Slum demolition: Charity school among structures torn down

Mobile school not given time to move; curiously, only one building was spared.


Three students of Pehli Kiran sit atop the remains of what used to be their school. PHOTO: MYRA IQBAL /EXPRESS

ISLAMABAD:


A lone mosque stands tall, jeering at the sprawl of flattened straw, thatch and steel that once gave shelter to hundreds of families.

The slum, which runs the length of the railway track and cuts through Islamabad’s industrial hub in Sector I-10, was bulldozed on Monday afternoon amid hushed claims of residents that stay orders against their eviction were being violated.


In the wake of the unscheduled operation, a branch of the Pehli Kiran School — which caters to low-income, migrant communities that inhabit slum areas and otherwise remain outside the scope of affordable education — was also demolished, despite a plea for time to remove the tin roofs that make up the modest structure.

“The school was not given enough time to take down the structure,” said a distraught Zainab Qureshi, the academic director for Pehli Kiran Schools’ eight branches.

“The mosque remains unharmed though,” she added.

According to the Capital Development Authority (CDA), all of the structures in the area are illegal and liable to be removed.

No time given

According to Qureshi, the schools move with their pupils and the removal of the slum would have resulted in a shift of premises, provided PK-6 was allowed to remove its nut-and-bolt structure.

“I was on the roof removing the screws when a bulldozer came,” shared Ghazanfar Ali, who is a head teacher at the school. “Without students, we are not a school. Our plan was to move with the community.”

He explained that the average cost of a school — a tin roof propped over poles set in concrete — was Rs200,000, in addition to books, straw mats, audio-visual aids and sporting equipment. The loss will have to be absorbed by the donation-fueled school due to lack of cooperation from the CDA, who demolished the slum this afternoon as part of their mandate to remove all illegal slums in Islamabad.

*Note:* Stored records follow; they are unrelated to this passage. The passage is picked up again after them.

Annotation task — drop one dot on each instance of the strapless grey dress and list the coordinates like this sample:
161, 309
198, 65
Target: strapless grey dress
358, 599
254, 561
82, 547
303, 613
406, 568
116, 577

The operation was led by CDA Enforcement Deputy Director Mohammad Iqbal on orders from Chairman Maroof Afzal to recover 1,200 kanals on CDA-owned land in sectors I-10 and H-10.

An estimated 1,300 individuals live in the slum, also known as the Afghan Basti due to its large migrant population. While the occupied land belongs to the CDA, the authority’s indifference to the illegal occupants for over three decades has left a stain on its sleeve, with mounting pressure from activists to regularise the slums.

Earlier this month, the red-flagged Awami Workers Party and former federal minister for minorities J Salik rallied together to challenge the IHC’s orders, though little was achieved beyond lip service from local politicians.

Legality

“The case of katchi abadi demolition is sub-judice and the CDA is carrying out this action illegally,” said Tahira Abdullah, social activist and a volunteer trustee of the JAQ Trust, which runs the Pehli Kiran schools.

“We deserve to be relocated,” expressed Suhbat Khan, “But our livelihoods are here, at the Sabzi Mandi,” Khan explained that relocation to Rawat and its tributaries would make it economically unfeasible to travel to Islamabad to work in the market, pushing their families further into the cusp of uncertainty.

On the other hand, Deputy Director Iqbal said the CDA had “made several announcements in the katchi abadi and resumed an operation that started a month ago so that the community would have time to move willingly”.

He said the government does not have enough space to relocate everyone, “But I can assure you that most of them can afford to live in rented spaces. They just choose not to.” He then recounted an interaction with a resident who said he preferred the open skies to closed quarters.

According to Iqbal, no stay orders were violated. He added that “the mosque is unscathed”.

Published in The Express Tribune, April 15th, 2014.